Welcome to Day 6 of the "How to AWS" series: Your first workload (part 1)
If you missed the introduction and drivers behind this series, check it out here.
In the previous blog post in this series we setup some common base operational concerns for operating in AWS. We:
- Setup a golden AMI pipeline for AMI management
- Setup EBS Snapshots for base-level backups
- Decided on how you’ll perform log management of your workloads
- Discussed the importance of secrets management
- Talked through options for emailing on AWS
Today, we will start to deploy our first workload onto AWS focusing on:
- Identifying your first workload
- Your workload architecture & requirements
- Network security specific to your workload
Pick your workload!
We’re now at the point in this series where we need to select our first workload for deployment into AWS. Are you going to build new (green fields) or migrate an existing workload into AWS?
Depending on your specific circumstances you’ll need to select the path which best suits you.
When selecting your workload, many businesses opt to pick the low-hanging fruit such as a website or an isolated system to move into AWS. This reduces complexity whilst also builds confidence and skills in operating on AWS. If you’re new to AWS, then this would likely be a great first step!
Know your requirements!
Now you’ve selected your workload, you can ascertain your requirements.
Is this workload destined for production or are you only testing and developing in a sandbox? This first question may likely determine the rigour you apply to the definition and architecture decisions for your workload.
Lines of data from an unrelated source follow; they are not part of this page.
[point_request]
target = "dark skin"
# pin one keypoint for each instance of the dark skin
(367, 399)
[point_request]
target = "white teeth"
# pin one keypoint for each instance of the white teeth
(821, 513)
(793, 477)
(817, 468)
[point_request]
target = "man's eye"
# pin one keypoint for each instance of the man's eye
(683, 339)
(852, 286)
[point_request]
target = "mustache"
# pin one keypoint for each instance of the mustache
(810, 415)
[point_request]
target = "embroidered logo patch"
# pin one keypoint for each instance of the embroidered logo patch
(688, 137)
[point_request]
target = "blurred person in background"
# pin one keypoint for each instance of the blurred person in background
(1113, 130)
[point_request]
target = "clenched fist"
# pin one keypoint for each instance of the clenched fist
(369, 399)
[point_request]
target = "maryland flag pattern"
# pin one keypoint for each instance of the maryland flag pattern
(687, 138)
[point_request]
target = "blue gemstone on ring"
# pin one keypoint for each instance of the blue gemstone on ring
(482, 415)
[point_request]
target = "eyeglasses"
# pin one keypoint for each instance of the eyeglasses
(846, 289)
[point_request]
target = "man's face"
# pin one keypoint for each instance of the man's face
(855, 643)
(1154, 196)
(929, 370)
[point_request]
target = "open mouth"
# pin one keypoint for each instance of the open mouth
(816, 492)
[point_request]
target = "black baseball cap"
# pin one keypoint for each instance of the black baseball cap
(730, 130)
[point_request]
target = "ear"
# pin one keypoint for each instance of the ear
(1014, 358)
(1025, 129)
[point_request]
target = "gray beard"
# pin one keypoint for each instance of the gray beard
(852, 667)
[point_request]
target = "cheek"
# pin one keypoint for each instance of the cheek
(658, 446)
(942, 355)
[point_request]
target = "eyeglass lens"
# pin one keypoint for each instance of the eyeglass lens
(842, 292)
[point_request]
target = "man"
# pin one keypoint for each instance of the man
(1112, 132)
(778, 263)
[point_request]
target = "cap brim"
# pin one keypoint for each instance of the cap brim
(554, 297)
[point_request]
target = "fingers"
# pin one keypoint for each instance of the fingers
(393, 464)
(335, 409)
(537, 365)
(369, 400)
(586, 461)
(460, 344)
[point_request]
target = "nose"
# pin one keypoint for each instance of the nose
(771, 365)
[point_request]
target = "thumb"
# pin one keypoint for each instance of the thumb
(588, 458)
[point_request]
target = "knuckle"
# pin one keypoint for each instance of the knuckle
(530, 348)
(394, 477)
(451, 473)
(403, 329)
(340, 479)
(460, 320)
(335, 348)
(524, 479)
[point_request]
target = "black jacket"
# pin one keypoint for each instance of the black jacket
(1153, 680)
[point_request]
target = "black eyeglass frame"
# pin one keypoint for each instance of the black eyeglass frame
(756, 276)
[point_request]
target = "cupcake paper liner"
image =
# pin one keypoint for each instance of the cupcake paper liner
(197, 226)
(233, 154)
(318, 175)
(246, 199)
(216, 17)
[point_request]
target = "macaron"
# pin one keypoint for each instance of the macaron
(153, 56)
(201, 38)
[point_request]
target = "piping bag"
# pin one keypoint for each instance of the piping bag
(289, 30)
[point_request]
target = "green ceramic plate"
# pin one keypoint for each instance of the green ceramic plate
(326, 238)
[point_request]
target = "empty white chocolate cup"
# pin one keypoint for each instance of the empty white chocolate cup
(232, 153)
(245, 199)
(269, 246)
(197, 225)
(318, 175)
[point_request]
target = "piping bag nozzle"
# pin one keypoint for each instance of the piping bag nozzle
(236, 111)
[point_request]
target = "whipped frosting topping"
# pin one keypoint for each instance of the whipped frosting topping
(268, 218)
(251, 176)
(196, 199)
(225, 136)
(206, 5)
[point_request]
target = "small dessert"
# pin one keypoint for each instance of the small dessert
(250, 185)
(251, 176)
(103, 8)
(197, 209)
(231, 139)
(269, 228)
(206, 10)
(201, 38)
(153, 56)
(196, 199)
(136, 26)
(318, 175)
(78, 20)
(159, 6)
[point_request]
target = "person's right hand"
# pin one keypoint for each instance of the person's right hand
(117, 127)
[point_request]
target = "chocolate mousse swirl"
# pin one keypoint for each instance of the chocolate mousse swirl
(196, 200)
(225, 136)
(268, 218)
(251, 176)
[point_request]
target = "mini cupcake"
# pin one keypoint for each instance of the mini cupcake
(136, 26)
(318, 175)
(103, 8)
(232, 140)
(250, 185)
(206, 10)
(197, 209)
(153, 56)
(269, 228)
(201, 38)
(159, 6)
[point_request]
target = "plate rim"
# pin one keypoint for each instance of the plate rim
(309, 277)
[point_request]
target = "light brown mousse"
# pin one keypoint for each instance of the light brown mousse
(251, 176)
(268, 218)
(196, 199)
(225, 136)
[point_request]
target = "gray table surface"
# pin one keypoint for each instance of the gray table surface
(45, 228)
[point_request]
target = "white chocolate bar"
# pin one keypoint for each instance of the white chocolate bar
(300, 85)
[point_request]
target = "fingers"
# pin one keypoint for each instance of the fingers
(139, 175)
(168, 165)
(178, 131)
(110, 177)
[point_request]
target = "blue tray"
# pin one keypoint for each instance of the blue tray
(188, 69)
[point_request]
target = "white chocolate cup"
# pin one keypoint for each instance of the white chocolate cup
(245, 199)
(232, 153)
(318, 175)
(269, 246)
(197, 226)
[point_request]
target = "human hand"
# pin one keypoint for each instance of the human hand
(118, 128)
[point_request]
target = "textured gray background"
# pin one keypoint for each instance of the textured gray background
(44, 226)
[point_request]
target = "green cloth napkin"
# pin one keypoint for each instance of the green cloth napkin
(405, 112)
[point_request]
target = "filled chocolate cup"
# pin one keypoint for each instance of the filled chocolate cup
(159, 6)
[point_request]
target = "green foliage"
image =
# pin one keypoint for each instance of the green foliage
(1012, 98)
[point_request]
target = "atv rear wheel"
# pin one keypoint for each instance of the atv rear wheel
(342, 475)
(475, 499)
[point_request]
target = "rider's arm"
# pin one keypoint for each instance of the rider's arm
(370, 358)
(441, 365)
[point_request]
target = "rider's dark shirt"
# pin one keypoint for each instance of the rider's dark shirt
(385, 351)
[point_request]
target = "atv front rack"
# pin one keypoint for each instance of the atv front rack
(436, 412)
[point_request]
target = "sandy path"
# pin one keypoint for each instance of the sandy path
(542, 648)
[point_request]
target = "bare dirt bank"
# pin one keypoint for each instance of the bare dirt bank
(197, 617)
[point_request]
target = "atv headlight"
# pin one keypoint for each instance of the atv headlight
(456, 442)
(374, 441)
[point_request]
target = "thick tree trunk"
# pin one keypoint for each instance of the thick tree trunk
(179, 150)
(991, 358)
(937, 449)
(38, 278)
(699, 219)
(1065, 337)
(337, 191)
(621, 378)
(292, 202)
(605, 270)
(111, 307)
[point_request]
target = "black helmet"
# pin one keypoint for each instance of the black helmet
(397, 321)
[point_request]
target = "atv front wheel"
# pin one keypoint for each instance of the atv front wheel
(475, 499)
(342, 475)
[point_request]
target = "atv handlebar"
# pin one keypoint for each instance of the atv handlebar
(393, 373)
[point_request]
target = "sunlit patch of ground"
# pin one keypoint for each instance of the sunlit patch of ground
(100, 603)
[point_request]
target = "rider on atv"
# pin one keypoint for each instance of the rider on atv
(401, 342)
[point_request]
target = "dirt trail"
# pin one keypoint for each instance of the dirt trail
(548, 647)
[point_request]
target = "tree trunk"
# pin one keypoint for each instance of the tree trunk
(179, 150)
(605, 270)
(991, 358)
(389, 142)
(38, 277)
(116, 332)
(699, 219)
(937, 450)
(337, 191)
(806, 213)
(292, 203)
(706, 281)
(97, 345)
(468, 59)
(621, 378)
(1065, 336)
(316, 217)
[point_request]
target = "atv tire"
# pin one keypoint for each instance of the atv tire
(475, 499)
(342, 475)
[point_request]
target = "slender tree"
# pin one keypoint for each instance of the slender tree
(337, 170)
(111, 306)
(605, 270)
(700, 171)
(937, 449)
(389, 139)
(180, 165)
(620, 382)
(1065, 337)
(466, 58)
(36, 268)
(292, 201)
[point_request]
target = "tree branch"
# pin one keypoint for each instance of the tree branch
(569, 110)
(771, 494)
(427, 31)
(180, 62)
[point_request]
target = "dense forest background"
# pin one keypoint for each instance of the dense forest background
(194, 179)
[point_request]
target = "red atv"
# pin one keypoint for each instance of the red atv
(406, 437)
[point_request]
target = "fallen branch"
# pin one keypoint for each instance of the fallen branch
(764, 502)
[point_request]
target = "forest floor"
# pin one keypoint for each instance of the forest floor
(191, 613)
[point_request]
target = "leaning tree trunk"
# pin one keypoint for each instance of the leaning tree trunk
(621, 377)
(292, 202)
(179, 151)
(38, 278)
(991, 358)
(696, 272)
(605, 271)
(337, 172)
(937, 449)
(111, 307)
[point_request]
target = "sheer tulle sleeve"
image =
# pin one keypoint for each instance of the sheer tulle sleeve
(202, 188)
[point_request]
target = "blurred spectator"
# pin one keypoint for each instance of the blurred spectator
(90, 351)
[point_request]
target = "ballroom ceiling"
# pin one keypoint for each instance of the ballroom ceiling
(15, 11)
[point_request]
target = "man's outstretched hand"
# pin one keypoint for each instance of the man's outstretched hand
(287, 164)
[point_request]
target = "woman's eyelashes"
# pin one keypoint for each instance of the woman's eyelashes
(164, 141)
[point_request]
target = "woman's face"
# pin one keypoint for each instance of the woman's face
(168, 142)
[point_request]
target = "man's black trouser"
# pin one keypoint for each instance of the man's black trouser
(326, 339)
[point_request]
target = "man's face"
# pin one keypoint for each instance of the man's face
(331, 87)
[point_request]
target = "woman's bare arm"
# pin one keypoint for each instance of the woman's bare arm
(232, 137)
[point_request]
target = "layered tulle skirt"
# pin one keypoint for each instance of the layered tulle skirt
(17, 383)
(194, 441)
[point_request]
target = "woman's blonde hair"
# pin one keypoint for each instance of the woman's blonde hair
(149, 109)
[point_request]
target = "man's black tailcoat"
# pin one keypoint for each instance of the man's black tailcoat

Do you require high availability? I strongly encourage you to run everything in a highly available manner (spread across Availability Zones) where possible. Consider session management and load balancing requirements for this!
It may be the case that your application architecture is constrained by licensing restrictions. Make sure you understand and take these into consideration and adhere to your specific licensing terms. My advice is to avoid heavily licensed and constrained technologies if it make sense for your business (you may not always have a choice).
Will your application need to scale? Consider the expected traffic volumes and load. Wherever possible you should build and design your application for horizontal scaling (adding servers, not making them bigger!). Leverage Auto Scaling to add servers and capacity to your workload on an as-needed basis. If you’re scaling your application workload, make sure you understand and know what metrics you need to scale on. Often this will be CPU or network load.
Do you need a load balancer to distribute traffic across your workload? If so, now is a good time to consider and select the best option for you. I recommend either the AWS Network Load Balancer or the Application Load Balancer. If you’re interested in knowing the difference between the AWS load balancer offerings, take a look at my blog post on this topic.
Consider your workload resource placement. This will stem from the architecture of your workload. With traditional infrastructure workloads, most workloads fall into a n-tier architecture. Once you know your tiers, consider the placement of these resources. Leverage your virtual private cloud (VPC) and split workloads into the public/private subnets you setup in our earlier blog post.
Once you’ve decided your workload placement, I strongly recommend you document and draw a diagram depicting the placement and components of your workload. This will enable others to visualise and easily understand how your workload components will work together and be deployed in AWS.
Once you’ve worked out your workload architecture, it’s time to design the network security which will control access between components. Security Groups will be your go-to firewall within an AWS VPC and enable you to restrict both inbound and outbound network traffic.
As a general rule of thumb, each component of your workload should have its own security group, and you should permit only the specific ports required for your applications. Follow Defence in Depth principles. By designing and operating like this you limit potential options (blast radius, pivot attacks) if servers are compromised.
It’s a common practice to group like-resources (e.g. an Auto Scaling Group) and have them share one or more security groups and thus they all have the same firewall rules. In this way a change to the security group will apply to all other resources that the security group is associated with.
Rather than just relying on IP addresses (which are prone to change in dynamic AWS environments), Security groups offer you the ability to have dynamic firewall rules. This is achieved by permitting access on a port from another security group.
For example, in a MySQL database security group you might permit access to the Web Server security group on TCP port 3306. As web servers are added to the environment and added to the Web Server security group, they would also have access to the database.
In this blog post we identified your first workload and discussed the need to understand and consider the requirements you have for the workload. Throughout the rest of this blog post we started to design the workload architecture and discussed the network security architecture that will need to be in place.
In our next blog post we’ll continue work on designing and deploying your first workload on AWS.